I.Z.: "I did not have the actual game when I composed the music, which is not unusual when composing music for games, however, much of my music was scored to video picture, so I could be as specific as needed to make this score work. I think that the overall outcome was very good, and I’m happy with the way the music found it’s way in the game."
A-T: "The music of Syberia 2 sounds very authentic and atmospheric. Have there been any live recordings with instrumentalists?"

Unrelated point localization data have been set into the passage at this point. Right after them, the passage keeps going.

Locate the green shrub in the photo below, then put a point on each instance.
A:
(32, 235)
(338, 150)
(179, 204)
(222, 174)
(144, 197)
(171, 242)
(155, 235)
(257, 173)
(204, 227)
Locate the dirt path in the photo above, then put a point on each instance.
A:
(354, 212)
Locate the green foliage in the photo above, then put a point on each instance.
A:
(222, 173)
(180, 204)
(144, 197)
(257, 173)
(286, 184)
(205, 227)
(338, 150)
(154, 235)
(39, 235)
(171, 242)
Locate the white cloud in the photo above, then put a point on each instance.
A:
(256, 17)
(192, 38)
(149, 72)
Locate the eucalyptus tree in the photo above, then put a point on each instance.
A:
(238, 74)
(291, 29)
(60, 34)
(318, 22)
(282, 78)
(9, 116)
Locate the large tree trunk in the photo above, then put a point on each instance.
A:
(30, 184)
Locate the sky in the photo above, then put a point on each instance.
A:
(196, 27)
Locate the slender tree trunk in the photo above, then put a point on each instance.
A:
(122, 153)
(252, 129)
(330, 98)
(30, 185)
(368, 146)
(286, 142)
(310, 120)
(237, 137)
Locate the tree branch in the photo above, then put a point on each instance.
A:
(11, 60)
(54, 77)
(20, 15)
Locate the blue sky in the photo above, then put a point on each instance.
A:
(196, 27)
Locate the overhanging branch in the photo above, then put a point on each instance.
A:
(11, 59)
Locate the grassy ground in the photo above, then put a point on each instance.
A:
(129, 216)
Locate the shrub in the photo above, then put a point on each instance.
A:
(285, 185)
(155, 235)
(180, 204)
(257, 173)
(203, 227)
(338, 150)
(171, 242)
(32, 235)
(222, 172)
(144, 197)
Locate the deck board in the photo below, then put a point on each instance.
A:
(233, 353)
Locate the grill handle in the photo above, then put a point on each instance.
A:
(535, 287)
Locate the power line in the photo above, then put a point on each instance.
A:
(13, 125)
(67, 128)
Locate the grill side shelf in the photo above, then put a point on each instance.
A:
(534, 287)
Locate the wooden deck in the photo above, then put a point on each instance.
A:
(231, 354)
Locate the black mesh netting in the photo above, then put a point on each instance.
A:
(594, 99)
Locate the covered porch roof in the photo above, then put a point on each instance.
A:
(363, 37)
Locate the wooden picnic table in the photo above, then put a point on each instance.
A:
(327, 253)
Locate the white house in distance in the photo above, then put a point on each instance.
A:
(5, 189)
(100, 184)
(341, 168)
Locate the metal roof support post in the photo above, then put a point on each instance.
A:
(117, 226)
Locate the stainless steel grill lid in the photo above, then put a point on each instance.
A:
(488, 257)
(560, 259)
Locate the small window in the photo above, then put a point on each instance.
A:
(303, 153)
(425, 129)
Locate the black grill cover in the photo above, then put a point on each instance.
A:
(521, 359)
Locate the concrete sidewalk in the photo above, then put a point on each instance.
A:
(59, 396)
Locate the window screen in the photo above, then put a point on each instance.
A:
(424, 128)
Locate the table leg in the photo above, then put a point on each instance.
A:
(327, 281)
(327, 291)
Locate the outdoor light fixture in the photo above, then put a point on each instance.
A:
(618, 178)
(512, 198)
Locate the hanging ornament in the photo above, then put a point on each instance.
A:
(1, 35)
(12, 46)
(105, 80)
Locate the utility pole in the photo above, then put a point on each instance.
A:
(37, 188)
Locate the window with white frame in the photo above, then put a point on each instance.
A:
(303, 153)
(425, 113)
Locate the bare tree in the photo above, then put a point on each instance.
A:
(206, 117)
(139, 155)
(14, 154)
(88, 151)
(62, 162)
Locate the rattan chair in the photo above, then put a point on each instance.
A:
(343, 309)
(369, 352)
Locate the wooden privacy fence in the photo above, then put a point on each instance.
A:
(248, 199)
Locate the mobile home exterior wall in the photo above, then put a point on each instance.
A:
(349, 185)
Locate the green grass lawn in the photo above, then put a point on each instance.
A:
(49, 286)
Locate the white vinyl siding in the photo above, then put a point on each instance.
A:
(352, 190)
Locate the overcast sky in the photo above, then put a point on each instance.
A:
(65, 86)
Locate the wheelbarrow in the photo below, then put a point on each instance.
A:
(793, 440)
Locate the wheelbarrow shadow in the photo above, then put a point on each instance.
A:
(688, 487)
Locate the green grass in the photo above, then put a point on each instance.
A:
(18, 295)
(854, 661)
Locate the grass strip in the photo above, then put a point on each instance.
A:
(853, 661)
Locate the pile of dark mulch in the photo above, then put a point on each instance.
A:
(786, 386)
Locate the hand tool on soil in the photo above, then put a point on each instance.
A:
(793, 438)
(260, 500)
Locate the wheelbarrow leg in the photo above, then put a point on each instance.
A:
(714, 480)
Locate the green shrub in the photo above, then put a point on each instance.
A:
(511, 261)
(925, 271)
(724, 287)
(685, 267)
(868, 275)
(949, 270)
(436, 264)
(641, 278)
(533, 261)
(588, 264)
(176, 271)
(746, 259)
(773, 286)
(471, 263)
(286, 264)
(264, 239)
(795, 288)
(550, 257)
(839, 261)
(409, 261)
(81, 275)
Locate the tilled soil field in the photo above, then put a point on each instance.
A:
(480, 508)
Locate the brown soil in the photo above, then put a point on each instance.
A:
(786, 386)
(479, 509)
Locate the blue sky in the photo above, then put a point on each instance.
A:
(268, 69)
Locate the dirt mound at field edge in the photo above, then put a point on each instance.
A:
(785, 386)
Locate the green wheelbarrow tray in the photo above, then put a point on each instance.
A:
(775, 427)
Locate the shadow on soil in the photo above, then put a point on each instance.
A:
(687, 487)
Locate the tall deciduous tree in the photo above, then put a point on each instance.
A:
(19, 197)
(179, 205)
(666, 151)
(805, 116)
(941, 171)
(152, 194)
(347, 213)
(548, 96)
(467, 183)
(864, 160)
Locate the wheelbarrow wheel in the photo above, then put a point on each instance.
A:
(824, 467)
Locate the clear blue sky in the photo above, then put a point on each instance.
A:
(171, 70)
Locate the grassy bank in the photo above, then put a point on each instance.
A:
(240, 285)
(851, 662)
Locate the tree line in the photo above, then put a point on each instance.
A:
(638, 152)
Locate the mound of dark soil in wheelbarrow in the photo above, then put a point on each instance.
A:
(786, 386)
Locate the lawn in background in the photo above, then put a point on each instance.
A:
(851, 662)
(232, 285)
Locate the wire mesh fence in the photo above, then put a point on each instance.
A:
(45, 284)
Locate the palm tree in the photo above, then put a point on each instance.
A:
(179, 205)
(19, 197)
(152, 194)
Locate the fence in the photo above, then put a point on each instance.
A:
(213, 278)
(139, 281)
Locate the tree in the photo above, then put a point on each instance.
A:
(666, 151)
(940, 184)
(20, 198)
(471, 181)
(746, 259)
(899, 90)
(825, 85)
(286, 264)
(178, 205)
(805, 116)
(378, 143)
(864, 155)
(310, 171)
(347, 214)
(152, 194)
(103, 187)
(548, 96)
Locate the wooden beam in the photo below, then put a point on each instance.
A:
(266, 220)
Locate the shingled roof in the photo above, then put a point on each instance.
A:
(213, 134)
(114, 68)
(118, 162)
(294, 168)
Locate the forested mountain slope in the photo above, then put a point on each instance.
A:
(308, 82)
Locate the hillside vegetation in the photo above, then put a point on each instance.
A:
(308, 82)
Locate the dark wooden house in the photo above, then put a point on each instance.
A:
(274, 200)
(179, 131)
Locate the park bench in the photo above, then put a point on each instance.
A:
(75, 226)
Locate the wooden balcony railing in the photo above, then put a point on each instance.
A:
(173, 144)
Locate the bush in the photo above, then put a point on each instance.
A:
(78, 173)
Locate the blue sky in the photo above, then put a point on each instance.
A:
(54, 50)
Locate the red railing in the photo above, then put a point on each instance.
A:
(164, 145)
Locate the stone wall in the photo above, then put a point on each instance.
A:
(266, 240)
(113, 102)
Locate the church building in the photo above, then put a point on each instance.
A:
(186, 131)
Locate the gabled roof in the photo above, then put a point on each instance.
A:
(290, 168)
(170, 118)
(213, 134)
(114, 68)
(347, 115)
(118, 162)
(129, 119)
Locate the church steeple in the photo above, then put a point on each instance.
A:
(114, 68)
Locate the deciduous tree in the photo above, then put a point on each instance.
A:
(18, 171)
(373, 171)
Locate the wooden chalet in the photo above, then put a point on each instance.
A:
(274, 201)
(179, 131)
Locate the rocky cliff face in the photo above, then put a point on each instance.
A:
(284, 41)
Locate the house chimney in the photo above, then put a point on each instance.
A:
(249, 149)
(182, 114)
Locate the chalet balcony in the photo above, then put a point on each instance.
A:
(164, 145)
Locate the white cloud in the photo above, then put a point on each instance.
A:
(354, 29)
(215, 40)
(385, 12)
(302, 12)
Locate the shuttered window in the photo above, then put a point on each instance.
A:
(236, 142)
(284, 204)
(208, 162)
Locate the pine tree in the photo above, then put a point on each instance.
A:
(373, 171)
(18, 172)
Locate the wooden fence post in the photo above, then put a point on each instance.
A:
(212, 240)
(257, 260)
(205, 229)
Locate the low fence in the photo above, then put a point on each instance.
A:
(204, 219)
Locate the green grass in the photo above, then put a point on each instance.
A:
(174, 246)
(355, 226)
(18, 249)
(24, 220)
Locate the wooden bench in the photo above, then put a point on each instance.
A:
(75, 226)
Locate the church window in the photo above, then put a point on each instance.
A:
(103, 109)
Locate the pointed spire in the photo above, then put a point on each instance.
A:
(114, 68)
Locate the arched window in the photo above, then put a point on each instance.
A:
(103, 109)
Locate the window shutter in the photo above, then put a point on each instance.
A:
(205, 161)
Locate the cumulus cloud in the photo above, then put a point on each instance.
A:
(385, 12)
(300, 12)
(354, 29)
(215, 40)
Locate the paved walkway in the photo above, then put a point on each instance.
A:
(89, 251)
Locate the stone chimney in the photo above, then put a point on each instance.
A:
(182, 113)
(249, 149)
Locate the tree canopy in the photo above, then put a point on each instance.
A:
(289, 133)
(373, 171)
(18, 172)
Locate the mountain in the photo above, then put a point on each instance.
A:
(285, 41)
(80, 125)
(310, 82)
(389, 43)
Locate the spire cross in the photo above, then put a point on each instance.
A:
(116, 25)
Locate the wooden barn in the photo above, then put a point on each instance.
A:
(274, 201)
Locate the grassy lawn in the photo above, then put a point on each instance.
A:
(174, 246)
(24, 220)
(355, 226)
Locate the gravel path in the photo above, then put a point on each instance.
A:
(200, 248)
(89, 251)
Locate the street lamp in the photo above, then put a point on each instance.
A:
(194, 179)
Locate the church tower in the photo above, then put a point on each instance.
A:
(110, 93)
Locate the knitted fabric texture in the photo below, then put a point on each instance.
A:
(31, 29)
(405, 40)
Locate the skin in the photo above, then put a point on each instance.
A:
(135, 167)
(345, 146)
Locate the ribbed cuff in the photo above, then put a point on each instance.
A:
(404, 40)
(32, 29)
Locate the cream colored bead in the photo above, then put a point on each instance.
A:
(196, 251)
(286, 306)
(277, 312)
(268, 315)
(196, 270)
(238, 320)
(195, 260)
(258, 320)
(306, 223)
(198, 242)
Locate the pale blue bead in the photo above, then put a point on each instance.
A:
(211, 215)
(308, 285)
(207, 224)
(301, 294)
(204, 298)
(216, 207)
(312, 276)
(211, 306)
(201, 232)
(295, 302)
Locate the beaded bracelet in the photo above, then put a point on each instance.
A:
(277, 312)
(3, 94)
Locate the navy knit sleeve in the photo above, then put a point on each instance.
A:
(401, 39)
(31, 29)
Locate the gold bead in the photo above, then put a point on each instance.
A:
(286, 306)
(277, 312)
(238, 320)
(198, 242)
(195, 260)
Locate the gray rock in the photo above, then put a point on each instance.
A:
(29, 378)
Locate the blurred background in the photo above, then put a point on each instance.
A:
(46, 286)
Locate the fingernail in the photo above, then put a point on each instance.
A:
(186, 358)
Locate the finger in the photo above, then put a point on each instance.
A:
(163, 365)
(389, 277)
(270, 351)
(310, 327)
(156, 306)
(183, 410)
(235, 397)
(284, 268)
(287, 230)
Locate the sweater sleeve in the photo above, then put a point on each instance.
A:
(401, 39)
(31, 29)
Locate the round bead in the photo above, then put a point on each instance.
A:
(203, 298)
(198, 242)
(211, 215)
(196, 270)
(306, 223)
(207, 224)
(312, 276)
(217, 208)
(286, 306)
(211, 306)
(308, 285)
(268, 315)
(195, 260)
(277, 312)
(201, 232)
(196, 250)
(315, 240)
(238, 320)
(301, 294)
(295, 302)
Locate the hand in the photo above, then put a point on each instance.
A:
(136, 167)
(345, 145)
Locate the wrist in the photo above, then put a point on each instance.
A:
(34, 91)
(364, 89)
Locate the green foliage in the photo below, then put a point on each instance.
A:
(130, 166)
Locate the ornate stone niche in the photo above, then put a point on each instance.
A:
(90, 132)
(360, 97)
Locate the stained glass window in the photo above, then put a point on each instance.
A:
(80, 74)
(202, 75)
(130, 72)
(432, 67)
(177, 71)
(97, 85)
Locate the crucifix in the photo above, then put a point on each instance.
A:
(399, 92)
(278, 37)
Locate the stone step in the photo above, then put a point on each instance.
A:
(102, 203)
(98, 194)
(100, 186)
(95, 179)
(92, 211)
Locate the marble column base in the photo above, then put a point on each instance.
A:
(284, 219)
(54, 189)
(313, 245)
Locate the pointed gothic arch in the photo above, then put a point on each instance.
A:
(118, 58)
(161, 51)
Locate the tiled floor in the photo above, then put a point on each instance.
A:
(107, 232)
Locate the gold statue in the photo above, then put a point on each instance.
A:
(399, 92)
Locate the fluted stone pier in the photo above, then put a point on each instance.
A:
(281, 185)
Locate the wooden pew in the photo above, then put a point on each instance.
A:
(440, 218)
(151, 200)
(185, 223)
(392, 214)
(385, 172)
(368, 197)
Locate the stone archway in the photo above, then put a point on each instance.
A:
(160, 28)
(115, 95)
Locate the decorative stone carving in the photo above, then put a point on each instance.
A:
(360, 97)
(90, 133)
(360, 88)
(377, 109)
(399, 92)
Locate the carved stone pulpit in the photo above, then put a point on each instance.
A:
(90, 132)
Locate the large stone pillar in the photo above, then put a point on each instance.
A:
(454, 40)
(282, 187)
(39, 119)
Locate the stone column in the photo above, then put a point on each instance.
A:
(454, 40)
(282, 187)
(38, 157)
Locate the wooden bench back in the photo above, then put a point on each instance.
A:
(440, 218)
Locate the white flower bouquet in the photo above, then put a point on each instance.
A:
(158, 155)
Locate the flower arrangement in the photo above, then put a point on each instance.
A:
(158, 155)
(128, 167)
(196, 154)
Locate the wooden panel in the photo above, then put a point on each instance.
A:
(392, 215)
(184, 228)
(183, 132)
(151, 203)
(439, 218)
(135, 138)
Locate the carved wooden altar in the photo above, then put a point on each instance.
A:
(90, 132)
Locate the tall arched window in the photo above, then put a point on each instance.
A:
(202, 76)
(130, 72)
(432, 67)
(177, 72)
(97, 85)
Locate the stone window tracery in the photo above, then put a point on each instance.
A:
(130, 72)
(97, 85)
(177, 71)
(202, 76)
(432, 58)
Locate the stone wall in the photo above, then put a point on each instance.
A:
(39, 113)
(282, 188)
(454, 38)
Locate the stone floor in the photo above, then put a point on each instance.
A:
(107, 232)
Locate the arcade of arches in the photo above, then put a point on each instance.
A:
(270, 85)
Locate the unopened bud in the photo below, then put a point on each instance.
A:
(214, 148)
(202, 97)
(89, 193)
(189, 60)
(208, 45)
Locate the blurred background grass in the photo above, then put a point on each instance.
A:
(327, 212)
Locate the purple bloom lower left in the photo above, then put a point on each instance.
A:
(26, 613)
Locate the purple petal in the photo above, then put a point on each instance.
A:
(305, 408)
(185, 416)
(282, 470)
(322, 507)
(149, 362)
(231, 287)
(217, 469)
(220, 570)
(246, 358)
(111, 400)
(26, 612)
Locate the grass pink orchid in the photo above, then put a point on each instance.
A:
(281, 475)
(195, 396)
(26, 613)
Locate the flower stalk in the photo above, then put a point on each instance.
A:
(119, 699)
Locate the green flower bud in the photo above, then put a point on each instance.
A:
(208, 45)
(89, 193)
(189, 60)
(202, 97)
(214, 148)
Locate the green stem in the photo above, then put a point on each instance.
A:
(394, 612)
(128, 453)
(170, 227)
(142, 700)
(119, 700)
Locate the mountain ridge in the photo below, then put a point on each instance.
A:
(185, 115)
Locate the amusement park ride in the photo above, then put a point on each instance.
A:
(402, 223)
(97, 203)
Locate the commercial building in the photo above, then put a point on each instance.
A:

I.Z.: "This score leaned mainly on samplers and synthesizers, but I used some very rare sound libraries in order to deliver a living and breathing, emotional score. It was a tough assignment, but sometimes these challenges are about bringing the best out of you. The most important mission for me as the composer on Syberia 2 was to come up with the right mood, to generate the excitement and to evoke the emotions of the player, and I hope I succeeded."
A-T: "Syberia 2 had fantastic music during cut-scenes and on some special spots, but was “quiet” for long moments. Why did it come to this choice?"
I.Z.: "In my opinion, choosing the silent moments in Syberia 2 were some of the most wonderfully, artistic decisions during the game’s development process. Often in a game, when you are playing/hearing wall-to-wall music, even if it is great, you eventually get tired from it. The mature and experienced artistic director is the one that knows how to wait patiently until just the right moment, and when to unleash the music. The tension that is created by the building expectation for the music will magnify the effect of the score.
You do need quite a lot of artistic courage to do this, and there’s no doubt that the Microids team possesses this kind of courage!?"
A-T: "Does composing for an adventure game like Syberia 2 differ much from working on other game genres (action, strategy...)?"
I.Z.: "Every type of game has a different attitude toward the music and its role in the game. In first person shooters, for example, the music has to pump the energy and fuel the player to keep on charging. In many RPG type games the music has to support the emotional scenes and storyline rather than try to accompany each and every move. Also, music can describe time periods, so it could be used to portray a historical context. Ultimately, music is the 4th dimension of the game experience, the emotional one."
A-T: "Any interesting behind the scenes stories?"
I.Z.: "Well, it’s now ok to mention that the music for Shadow Ops: Red Mercury, as well as the actual locations and storyline were changed several times during the course of the game’s development. At one point, it was planned to take the heroes to the Philippines for a mission, so I researched their culture and musical heritage and created an original Philippine-based musical score. About 2 months later it was decided to take this mission to the Congo instead, so naturally the Philippine score never made it into the game. These kinds of changes happen often in games, but it’s all part of the fun and excitement being involved from an early stage. Furthermore, it pushes you as a composer and keeps your work fresh."
A-T: "We wish you a lot of luck for your future projects... we will hear you again soon! And who knows, maybe even in another adventure game?"
I.Z.: "Thanks for the opportunity. I’m looking forward to sharing new musical scores with you soon!"